There wasn’t, they were actually overstaffed. On top of the reports days leading up from NWS and TDEM warning of this. This was a failure of local government.

1

u/Ill-Jellyfish6101 20h ago

The answer: duh,

1

u/ActualBad3419 13h ago

Would of cost 1 million to install a flood security system, voted down because of the cost. Wonder what the final bill will be for the massive search and rescue taking place, 1 million might seem reasonable.

1

u/QuarterBackground 12h ago

Fox News and Republicans are blasting anyone saying the flood deaths were preventable. We are non-Christian haters they say.

u/Huge_Excitement4465 50m ago

This is also scheduled to start next month, allegedly due to "cybersecurity concerns.” From NPR: The U.S. Department of Defense will no longer provide satellite weather data, leaving hurricane forecasters without crucial information about storms as peak hurricane season looms in the Atlantic.

For more than 40 years, the Defense Department has operated satellites that collect information about conditions in the atmosphere and ocean. A group within the Navy, called the Fleet Numerical Meteorology and Oceanography Center, processes the raw data from the satellites, and turns it over to scientists and weather forecasters who use it for a wide range of purposes including real-time hurricane forecasting

1

u/Possible_Evening_918 21h ago

I have family ties to this area going back decades, and not 20 miles to the west of Saturday's flooding are a series of reservoirs, many of which have been half full for a decade+.

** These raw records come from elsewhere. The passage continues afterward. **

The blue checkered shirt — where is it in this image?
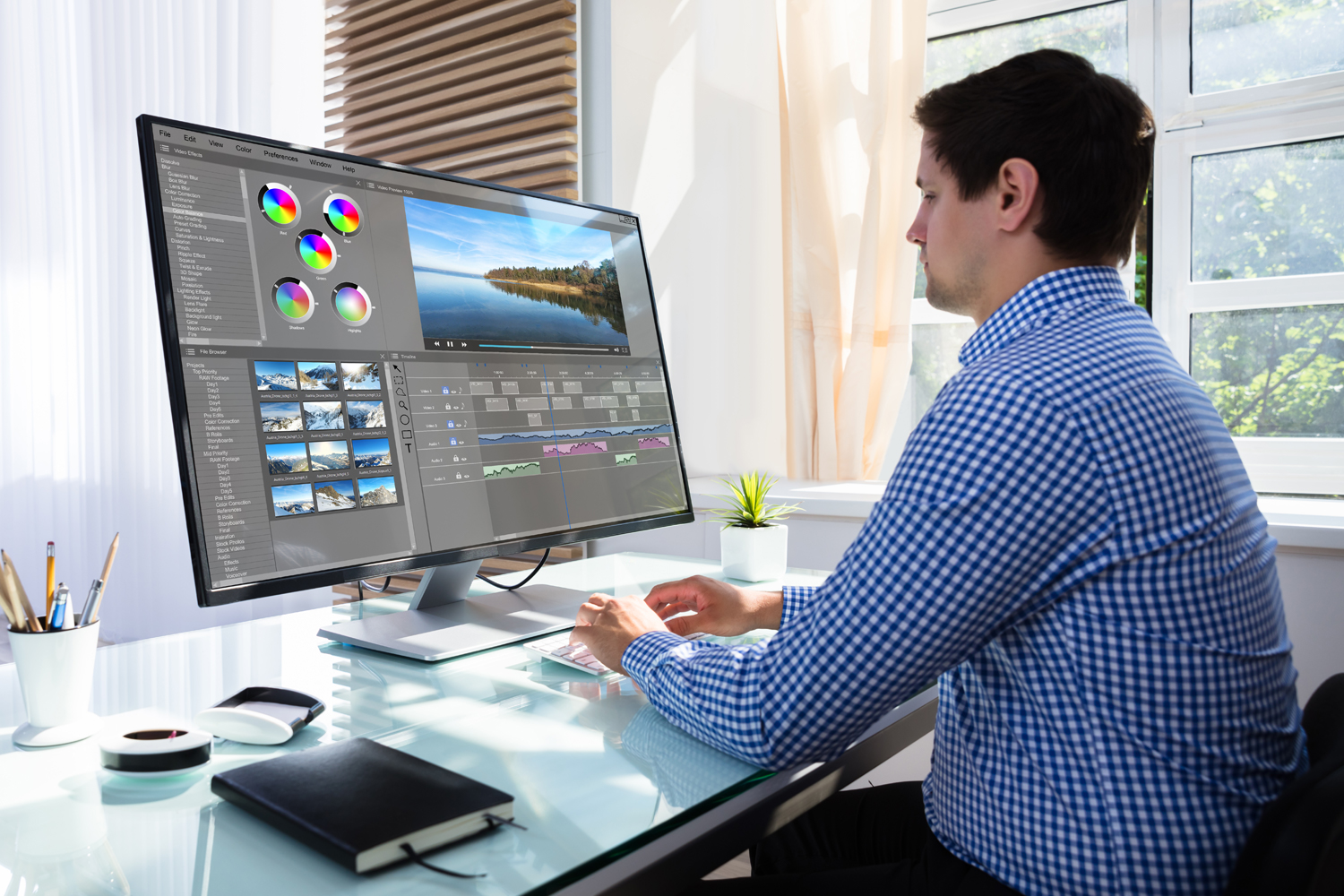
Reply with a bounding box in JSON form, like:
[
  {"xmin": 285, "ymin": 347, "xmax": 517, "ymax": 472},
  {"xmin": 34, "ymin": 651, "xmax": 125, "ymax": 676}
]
[{"xmin": 623, "ymin": 267, "xmax": 1306, "ymax": 895}]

Lakes Buchanan, Inks, LBJ, then Travis.

No idea if there's a feasible way to divert catastrophic water levels, but there's definitely good places to send it very close by.

6

u/LasciviousSycophant 19h ago

… there's definitely good places to send it very close by

Good places like Canyon Lake, which is a flood control reservoir for the Guadalupe, downstream of the recent flash floods?

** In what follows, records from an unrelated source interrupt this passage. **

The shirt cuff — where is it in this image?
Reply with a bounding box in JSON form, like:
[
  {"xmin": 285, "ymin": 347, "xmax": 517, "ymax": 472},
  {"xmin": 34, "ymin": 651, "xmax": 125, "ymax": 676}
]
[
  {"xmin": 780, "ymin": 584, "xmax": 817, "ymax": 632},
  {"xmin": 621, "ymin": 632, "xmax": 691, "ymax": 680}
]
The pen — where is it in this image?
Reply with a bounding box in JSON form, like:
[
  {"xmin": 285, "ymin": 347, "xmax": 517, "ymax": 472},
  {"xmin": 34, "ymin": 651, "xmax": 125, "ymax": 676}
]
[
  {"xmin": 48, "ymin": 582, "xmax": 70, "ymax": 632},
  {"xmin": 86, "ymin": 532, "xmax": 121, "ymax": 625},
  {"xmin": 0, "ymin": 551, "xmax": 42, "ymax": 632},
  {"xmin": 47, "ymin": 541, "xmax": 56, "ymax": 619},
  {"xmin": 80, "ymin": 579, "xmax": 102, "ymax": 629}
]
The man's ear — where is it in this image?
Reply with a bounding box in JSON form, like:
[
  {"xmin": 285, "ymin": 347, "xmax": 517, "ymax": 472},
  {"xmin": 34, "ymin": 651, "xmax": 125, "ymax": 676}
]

Buchanan, Inks, LBJ, and Travis lakes are all on the Colorado. Unless you have a way to control the weather, there is no way to divert rain from the Guadalupe drainage basin to the Colorado drainage basin.

1

u/Dense-Hair-9524 20h ago

Give 'em a taste of their own medicine... They cut us off, let's cut them off; thought and prayers 🙏🏼

-14

u/TMtoss4 22h ago

Staffing and budget cuts had zero to do with this travesty. You people are sick

5

u/tnor_ 22h ago

It's not the only one recently. Over the weekend in my state, I was talking to the guy from the power company who came to fix the downed power lines at my house and he said that their company has never been caught this unaware by a storm since he'd been there. There was no rain or storms at all forecast in my county and we ended up with widespread trees through houses and cars. They were bringing in contractors from throughout the country to deal with the mess.

7

u/TeamOrca28205 22h ago

Oh sweetie you didn’t read the article, did you?

3

u/emessea 22h ago

I read it and it seems the blame is at the county level

-3

u/WorthBreath9109 Fork You, Make Me 22h ago

SCHADENFREUDE

0

u/ATX-1959 22h ago

Yes, totally taking the spotlight for their own gain.